Why One Seat in the First Lady’s Guest Box at the State of the Union Will Be Empty
It’s a visceral symbol of the president’s latest policy passion: gun control.
Every year, guns kill 30,000 people. At President Obama’s State of the Union address Tuesday, those victims will have a seat set aside.
A White House official Friday said that for the address—Obama’s seventh and final opportunity to proclaim that the “state of our union is strong”—the president will leave one seat in first lady Michelle Obama’s guest box empty to honor the gun-violence victims “who no longer have a voice.”
“They need the rest of us to speak for them,” the official said. “To tell their stories. To honor their memory. To support the Americans whose lives have been forever changed by the terrible ripple effect of gun violence—survivors who’ve had to learn to live with a disability, or without the love of their life. To remind every single one of our representatives that it’s their responsibility to do something about this.”
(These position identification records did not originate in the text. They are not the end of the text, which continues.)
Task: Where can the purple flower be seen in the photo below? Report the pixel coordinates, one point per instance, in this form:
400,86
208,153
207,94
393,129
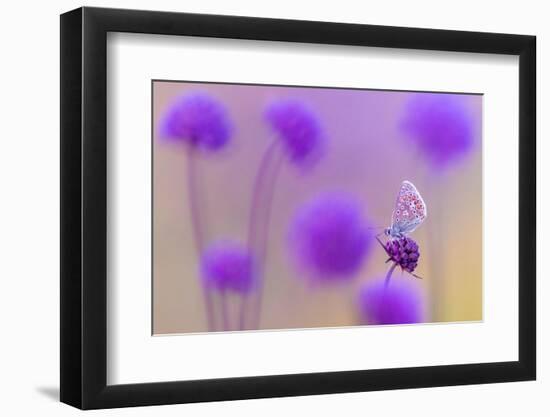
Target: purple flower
228,266
299,129
199,120
400,302
330,237
404,252
440,126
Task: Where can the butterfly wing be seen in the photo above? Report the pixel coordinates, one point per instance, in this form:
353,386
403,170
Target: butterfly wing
410,210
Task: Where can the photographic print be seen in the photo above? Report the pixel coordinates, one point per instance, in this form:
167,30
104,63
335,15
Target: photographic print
287,207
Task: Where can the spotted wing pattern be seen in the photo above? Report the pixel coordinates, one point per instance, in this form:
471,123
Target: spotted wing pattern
410,209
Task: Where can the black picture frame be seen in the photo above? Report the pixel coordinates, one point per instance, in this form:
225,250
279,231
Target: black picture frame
84,207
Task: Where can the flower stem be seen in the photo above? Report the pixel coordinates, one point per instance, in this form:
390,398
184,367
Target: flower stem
198,232
225,312
258,227
388,275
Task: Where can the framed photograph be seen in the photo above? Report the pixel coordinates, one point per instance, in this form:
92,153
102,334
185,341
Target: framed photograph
257,208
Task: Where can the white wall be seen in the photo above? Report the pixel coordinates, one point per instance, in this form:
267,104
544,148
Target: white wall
29,224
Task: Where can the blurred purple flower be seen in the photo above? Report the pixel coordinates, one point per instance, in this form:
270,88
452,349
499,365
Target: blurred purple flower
199,120
228,266
299,129
440,126
330,237
401,302
404,252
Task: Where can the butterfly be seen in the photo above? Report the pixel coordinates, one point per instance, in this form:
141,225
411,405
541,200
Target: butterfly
409,212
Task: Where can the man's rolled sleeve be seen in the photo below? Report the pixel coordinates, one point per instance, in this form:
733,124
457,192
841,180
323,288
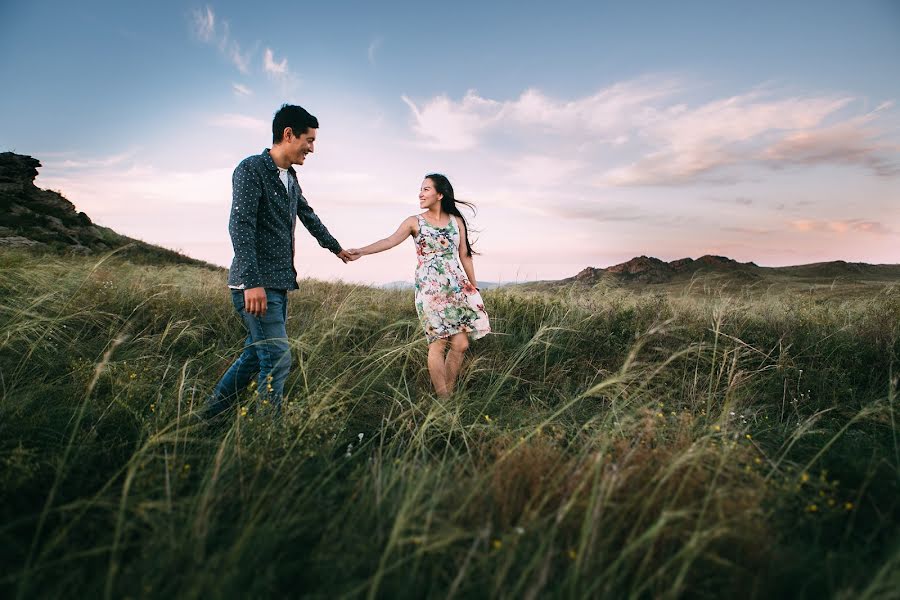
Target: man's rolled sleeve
246,193
315,227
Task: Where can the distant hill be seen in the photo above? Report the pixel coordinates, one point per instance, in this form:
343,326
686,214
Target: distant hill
45,221
651,273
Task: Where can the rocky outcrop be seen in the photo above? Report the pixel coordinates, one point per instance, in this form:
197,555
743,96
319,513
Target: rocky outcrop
647,269
31,217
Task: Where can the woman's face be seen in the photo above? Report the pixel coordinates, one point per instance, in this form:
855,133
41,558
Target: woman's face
428,196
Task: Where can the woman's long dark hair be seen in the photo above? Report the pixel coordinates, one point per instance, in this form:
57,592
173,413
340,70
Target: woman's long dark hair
449,204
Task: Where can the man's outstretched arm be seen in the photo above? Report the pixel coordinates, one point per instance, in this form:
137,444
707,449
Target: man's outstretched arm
318,230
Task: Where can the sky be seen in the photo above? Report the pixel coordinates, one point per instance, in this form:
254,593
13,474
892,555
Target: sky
586,133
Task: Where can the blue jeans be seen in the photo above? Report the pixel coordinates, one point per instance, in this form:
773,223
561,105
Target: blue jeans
266,355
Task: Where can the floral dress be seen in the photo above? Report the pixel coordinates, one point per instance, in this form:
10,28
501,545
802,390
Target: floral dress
446,300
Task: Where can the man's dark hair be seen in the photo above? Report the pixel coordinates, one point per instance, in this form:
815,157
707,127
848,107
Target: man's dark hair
295,117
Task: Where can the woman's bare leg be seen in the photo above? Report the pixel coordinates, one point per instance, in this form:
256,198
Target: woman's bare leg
459,343
436,367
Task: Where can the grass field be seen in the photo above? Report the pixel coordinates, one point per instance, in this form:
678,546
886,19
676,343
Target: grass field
604,444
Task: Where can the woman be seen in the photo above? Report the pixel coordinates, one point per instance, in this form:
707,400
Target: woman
447,297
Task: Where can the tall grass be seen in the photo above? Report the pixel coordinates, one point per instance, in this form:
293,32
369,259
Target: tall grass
603,444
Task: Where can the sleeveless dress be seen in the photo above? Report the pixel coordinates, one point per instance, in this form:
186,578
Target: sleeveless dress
446,300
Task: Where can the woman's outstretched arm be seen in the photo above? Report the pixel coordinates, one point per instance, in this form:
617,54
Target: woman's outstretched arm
406,229
465,259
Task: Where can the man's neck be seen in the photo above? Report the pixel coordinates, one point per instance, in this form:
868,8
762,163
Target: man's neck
278,157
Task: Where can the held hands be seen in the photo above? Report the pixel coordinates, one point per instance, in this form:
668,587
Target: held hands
352,254
255,301
348,255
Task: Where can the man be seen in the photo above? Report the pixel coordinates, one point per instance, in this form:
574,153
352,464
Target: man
266,199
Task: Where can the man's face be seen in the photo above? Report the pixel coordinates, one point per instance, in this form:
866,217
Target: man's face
300,145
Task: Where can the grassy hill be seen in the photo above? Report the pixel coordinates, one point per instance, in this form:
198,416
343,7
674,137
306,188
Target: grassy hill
606,443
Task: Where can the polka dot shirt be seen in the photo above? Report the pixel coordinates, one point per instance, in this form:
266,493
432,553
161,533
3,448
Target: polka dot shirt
263,213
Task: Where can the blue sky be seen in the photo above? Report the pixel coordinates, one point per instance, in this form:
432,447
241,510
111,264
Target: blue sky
586,132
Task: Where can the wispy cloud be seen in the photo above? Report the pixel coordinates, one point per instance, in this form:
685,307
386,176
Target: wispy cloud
840,226
851,142
91,163
373,48
606,117
670,142
241,90
237,121
207,28
273,67
204,22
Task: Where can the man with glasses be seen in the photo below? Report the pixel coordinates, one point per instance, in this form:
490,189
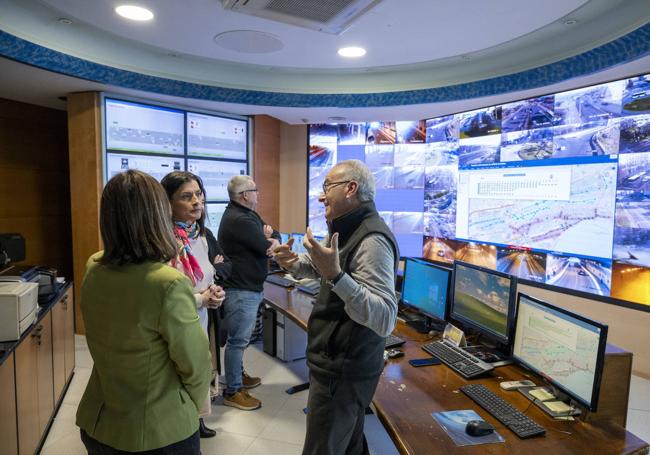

Obama has been on a public crusade for gun control since the start of the year. In an emotional speech Tuesday, he announced a package of executive actions to curb gun violence, including narrowing the gun-show loophole. Recalling the 20 children gunned down at 2012 elementary-school shooting in Newtown, Connecticut, he teared up: “Every time I think about those kids, it gets me mad.”
He defended those actions in a town hall on guns Thursday night, fielding questions from NRA supporters and gun-control activists alike. And in an op-ed inThe New York Times, he declared that this cycle, he would be a single-issue voter, pledging that he wouldn’t “campaign for, vote for, or support any candidate, even in my own party, who does not support common-sense gun reform.”
White House aides promise that unlike after Newtown, when Obama urged Congress to pass gun-control legislation that ultimately failed, Tuesday’s address won’t be a policy wish list. Instead, the president will take a “big-picture approach to some of the challenges and opportunities that we face as a country,” a senior White House Official said last month.